Elon Musk has secured a pivotal regulatory victory as Mississippi officials authorized 41 permanent natural gas turbines for xAI’s operations. The Permit Board’s decision allows the AI firm to build a dedicated power facility to support its massive supercomputing clusters. This move is seen as a direct response to the massive energy deficit facing high-tech hubs across the country.
The 41 turbines will generate approximately 1.2 gigawatts of power—an output comparable to some of the nation’s largest traditional power plants. By creating its own electricity, xAI ensures that the thousands of NVIDIA GPUs at Colossus 2 can operate without straining the local residential grid. This self-sufficiency is a cornerstone of Musk’s “warp speed” development model for artificial intelligence.

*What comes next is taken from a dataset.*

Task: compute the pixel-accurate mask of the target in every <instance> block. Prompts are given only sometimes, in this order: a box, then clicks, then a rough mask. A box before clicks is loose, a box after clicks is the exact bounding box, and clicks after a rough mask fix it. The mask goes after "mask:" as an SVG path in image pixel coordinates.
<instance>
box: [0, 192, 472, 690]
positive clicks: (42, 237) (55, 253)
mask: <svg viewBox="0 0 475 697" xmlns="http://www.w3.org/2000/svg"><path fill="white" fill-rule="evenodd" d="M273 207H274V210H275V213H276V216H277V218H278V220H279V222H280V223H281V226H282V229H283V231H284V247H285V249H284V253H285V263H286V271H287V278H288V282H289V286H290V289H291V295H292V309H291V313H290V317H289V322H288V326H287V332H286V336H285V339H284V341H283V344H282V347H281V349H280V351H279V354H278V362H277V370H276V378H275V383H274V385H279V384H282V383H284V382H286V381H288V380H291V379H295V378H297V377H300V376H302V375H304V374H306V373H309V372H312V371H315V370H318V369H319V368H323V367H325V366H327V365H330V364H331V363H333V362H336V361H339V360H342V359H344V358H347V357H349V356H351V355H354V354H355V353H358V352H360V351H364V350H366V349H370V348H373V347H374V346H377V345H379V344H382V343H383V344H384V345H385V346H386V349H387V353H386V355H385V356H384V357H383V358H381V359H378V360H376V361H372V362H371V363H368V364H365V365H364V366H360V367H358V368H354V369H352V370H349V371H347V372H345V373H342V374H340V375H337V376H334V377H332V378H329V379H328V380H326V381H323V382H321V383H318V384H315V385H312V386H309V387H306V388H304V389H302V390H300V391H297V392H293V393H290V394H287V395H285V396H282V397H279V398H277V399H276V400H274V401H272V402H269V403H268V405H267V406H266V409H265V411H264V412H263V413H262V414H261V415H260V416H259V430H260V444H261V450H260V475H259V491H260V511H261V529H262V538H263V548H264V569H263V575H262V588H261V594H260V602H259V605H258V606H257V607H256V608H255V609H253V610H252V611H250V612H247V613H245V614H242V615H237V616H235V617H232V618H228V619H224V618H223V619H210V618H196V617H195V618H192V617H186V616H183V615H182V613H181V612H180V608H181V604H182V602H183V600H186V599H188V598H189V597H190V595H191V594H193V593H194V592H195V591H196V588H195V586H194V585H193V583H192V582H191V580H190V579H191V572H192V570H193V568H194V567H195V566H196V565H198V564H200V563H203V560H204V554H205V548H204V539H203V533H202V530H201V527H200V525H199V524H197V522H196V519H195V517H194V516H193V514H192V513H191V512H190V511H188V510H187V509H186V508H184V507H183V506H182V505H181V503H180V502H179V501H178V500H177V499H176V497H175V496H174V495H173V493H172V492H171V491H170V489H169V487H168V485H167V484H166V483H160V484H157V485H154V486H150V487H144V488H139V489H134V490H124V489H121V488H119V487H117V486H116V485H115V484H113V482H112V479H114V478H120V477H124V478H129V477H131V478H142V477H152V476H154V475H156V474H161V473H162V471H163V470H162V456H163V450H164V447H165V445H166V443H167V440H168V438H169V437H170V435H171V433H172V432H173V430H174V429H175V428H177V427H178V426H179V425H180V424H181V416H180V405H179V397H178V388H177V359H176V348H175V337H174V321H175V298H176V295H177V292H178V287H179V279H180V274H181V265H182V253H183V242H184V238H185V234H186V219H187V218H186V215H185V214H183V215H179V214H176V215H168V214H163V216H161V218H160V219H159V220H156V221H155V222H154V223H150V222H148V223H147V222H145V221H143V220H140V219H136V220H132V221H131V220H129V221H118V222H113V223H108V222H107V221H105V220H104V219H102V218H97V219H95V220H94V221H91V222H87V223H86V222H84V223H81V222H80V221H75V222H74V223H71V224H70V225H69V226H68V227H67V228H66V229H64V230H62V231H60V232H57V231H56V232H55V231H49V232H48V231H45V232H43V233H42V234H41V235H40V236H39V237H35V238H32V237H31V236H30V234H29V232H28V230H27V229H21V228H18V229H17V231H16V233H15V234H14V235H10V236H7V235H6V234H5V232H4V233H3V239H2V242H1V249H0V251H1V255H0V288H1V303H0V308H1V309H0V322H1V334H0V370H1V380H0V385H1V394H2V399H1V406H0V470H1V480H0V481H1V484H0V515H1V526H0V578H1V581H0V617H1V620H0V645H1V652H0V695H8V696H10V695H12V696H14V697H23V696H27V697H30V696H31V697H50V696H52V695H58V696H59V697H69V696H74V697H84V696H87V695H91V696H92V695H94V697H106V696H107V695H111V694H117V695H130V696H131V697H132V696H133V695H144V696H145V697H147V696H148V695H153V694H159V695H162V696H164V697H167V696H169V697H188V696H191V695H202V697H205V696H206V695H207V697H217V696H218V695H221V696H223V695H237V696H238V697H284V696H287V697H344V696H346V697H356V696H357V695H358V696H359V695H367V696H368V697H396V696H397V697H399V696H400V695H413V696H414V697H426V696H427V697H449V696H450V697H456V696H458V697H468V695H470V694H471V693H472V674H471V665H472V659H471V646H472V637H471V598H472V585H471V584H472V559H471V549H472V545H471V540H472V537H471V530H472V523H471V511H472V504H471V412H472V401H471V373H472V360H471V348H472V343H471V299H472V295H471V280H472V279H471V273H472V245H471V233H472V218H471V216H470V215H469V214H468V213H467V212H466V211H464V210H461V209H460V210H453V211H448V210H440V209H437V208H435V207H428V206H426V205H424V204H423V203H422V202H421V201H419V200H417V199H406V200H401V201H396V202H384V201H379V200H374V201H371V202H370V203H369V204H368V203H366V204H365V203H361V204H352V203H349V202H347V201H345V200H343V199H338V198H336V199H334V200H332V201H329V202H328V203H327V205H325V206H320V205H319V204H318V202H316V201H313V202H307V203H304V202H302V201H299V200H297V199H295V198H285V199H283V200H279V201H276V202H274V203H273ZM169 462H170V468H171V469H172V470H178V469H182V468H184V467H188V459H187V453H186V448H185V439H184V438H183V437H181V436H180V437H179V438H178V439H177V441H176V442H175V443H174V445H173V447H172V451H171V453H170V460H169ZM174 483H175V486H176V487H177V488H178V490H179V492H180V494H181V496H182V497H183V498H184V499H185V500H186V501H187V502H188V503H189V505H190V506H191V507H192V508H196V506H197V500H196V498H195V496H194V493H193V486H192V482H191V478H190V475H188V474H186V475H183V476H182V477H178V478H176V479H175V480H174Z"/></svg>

Local pushback has been intense, with the NAACP filing a notice of intent to sue over alleged Clean Air Act violations. Residents of the nearby Colonial Hills neighborhood have spent months petitioning against the “industrial surge” that they say was forced upon them. Despite 1,200 signatures and unanimous opposition at public hearings, the MDEQ maintained that the project meets all technical safety standards.
The health implications of the plant are a central point of the ongoing dispute. Projections suggest that the facility’s emissions could result in millions of dollars in annual health-related damages for North Mississippi and South Memphis. Activists are particularly concerned about nitrogen oxide levels, which are primary contributors to smog formation in the 11-county metropolitan area.
Looking forward, Musk’s xAI is not slowing down, with the “Macrohardrr” datacenter already under construction in a nearby 800,000-square-foot facility. This “tri-center” cluster is expected to house up to 1 million GPUs, aiming to rival the infrastructure of OpenAI and Google. The clash between this rapid industrialization and local environmental rights is expected to play out in the courts for years to come.